The population of Liard First Nation now have an opportunity to learn and master the Kaska language, thanks to the support provided by the Canadian government. Funding for the project was announced in February 2013 by the Canadian Heritage and Official Languages ministry. This generally means that it will be possible for students and anyone else who is interested to learn the language to attend language classes. Part of the project includes paring learners with fluent language speakers to mentor them and availing resources online so that interested persons can easily access them.
Kaska is spoken by the Kaska people in Canada. The Kaska people can be found in the south eastern parts of the Yukon territory and in British Columbia. There are different dialects of the language as a result of geographical differences. Fluent speakers will not have a problem understanding other dialects. Younger speakers tend to have a harder time comprehending different dialects. Tagihs, Sekani and Tahltan languages are intelligible to Kaska speakers, even though they are completely separate languages from Kaska.
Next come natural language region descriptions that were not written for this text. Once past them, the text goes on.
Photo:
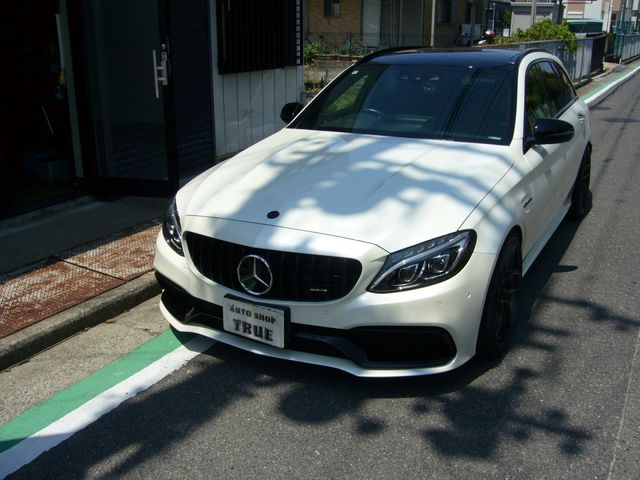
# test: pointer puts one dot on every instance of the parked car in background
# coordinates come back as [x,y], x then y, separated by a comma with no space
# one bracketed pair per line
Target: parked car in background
[386,230]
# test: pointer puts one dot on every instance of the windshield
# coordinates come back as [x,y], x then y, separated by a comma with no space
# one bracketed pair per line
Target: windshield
[465,104]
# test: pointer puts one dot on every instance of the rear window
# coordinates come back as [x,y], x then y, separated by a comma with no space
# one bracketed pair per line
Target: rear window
[465,104]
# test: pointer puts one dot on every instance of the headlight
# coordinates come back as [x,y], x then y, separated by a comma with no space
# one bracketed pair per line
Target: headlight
[425,264]
[171,229]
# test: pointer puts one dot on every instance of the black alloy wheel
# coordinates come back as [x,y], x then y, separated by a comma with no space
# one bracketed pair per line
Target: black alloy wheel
[499,314]
[581,193]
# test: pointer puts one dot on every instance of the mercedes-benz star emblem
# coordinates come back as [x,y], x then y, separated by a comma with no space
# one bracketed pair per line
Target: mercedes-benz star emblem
[255,275]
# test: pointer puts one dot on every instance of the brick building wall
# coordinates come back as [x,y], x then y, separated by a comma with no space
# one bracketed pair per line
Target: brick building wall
[349,20]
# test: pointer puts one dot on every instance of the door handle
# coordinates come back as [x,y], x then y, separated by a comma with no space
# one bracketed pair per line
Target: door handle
[160,71]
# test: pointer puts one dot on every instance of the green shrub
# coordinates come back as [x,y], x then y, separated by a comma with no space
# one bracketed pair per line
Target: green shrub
[543,30]
[312,49]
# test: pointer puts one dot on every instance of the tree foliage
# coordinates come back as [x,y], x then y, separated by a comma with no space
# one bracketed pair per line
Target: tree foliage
[543,30]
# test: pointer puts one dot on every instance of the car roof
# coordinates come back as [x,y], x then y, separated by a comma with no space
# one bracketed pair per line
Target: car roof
[476,57]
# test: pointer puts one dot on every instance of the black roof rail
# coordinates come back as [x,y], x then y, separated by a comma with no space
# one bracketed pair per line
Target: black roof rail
[386,51]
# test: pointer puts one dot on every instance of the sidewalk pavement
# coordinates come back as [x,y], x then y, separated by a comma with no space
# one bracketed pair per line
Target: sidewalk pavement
[78,264]
[72,266]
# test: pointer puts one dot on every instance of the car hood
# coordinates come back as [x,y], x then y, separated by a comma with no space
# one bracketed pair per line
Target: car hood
[389,191]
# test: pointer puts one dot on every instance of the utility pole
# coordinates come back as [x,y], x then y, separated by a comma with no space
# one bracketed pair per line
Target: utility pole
[533,11]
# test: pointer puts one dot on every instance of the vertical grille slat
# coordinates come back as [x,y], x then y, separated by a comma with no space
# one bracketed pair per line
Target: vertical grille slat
[298,277]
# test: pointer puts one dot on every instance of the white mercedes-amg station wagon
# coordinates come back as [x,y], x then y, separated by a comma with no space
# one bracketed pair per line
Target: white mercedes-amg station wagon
[386,230]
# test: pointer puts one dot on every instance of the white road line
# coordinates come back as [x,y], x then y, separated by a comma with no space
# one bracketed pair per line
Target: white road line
[590,99]
[30,448]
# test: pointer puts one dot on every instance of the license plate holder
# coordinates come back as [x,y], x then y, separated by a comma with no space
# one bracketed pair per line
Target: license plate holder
[261,322]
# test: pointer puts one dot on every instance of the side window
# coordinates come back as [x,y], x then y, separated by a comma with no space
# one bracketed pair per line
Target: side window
[556,87]
[569,94]
[537,102]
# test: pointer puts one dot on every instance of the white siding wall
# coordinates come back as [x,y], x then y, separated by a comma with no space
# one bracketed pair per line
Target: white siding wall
[246,106]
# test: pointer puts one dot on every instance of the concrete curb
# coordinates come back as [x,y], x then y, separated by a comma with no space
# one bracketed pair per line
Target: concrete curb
[29,341]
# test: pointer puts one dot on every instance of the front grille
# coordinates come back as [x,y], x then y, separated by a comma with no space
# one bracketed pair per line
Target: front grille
[297,277]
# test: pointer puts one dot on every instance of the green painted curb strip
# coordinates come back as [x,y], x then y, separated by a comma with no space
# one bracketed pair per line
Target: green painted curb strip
[56,407]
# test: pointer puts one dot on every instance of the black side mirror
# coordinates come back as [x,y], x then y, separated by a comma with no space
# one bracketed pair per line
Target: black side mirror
[547,131]
[290,110]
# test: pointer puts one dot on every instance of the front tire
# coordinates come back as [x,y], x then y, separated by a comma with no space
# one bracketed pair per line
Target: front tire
[500,306]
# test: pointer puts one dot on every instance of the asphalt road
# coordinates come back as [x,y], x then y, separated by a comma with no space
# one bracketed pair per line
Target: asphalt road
[563,403]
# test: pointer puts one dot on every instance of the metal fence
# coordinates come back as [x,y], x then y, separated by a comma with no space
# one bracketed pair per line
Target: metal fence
[626,47]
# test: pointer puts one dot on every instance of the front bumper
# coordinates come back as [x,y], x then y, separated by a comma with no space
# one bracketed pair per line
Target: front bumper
[417,332]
These languages, together with Kaska are collectively referred to as Nahane. Kaska is an Athabascan language. There are about 400 people who speak Kaska. Most of the speakers are adults, with a few young generation speakers. English is used by most Kaska speakers. The alternate spelling of the language is Casca.
There are various existing language programs that are dedicated to the teaching and development of the Kaska language. This includes programs runs by various schools such as at the Johnson Elementary school in Watson Lake, at the Watson Lake High School and at the Ross River School. Some schools that teach the language can also be found in British Columbia. This includes at Good Hope Lake and Lower Post. Generally, children in Kindergarten and grade one learn the language. Children from grade two and above can choose whether to continue studying the language or not. The Yukon Native Language Center also holds annual workshops where teaching and learning materials are produced. This includes print books, computer programs and audio books.